Pierre-Francois-Andre Mechain and Jean-Baptiste-Joseph Delambre——in addition to their names implying equally indecisive parents——spent the years 1791-1799 measuring the length of the Earth’s arc between Dunkirk, France and Barcelona, Spain. They endured the hardships you would expect of late-18th-century travel including imprisonment by skeptical townspeople. By measuring this arc, the pair hoped to calculate the distance from the North Pole to the Equator, allowing them to standardize the meter as 1/10,000,000 of this span.
It was a noble goal: relating all lengths to this meter would define all distances based on their ratio to the Earth—a natural system of measurement!
Unfortunately, they blew the calculations. Mssrs. Mechain and Delambre forgot to adjust for oblateness—the Earth is not a perfect sphere as they assumed in their calculations; it’s flattened at the poles. And the Earth itself isn’t uniform; it’s lumpy.

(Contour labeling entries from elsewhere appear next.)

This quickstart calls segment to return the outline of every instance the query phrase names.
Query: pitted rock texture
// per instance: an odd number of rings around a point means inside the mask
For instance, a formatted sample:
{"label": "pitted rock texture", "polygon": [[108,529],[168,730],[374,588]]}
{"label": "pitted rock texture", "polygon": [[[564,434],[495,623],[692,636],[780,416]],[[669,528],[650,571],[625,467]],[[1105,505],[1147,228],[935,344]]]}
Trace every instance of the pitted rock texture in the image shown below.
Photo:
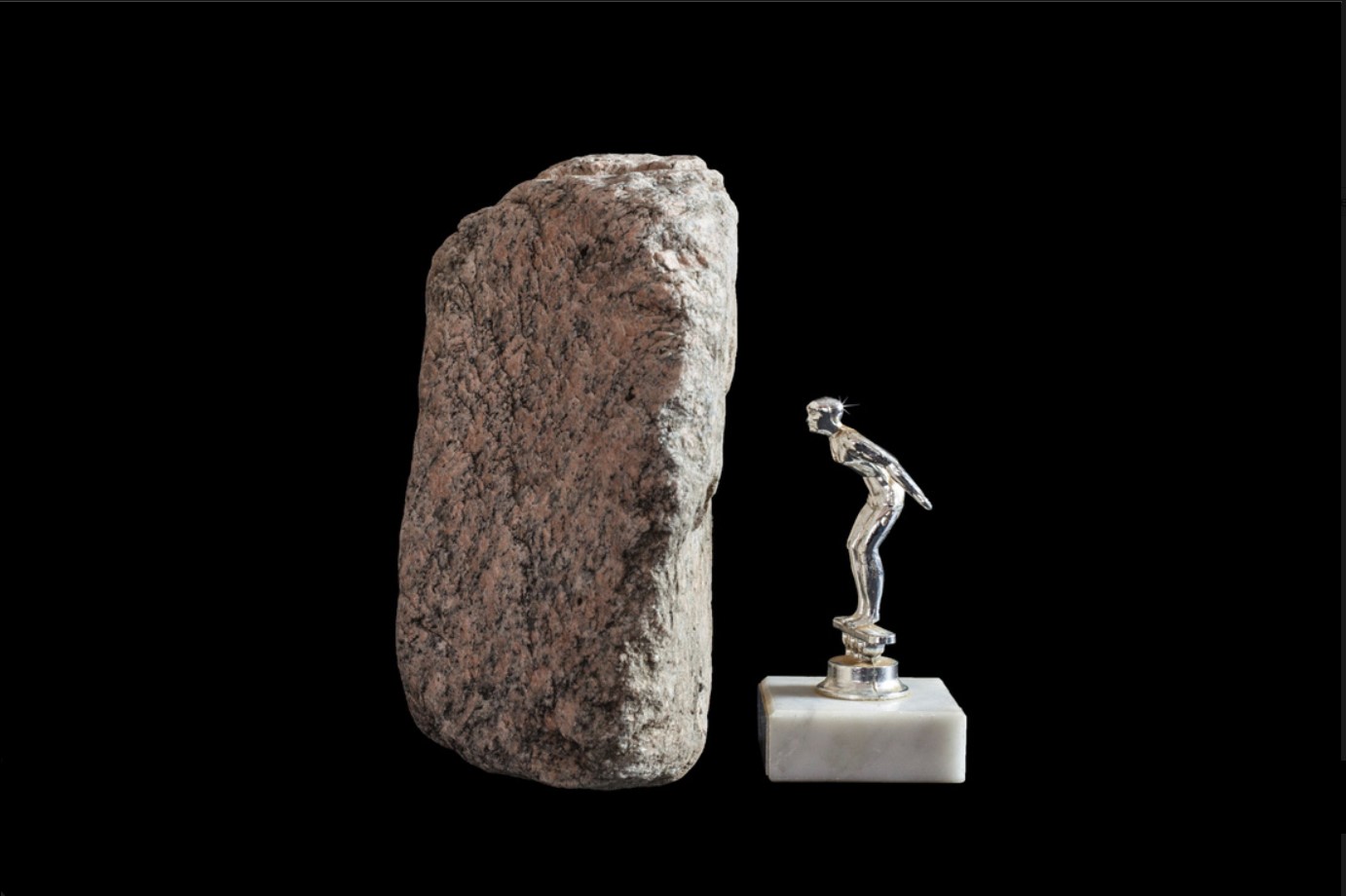
{"label": "pitted rock texture", "polygon": [[615,788],[701,753],[736,223],[695,156],[584,156],[435,253],[397,648],[481,768]]}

So each meridian is, in fact, a different length.
Other metric measurements are based on the flawed meter, with the liter defined as a cube with sides of 0.1 meter, and the kilogram as the mass of a liter of water at maximum density. Thus, while overall the metric systems sucks much less than the system of English units, the metric system remains measurement based on human rather than natural definition.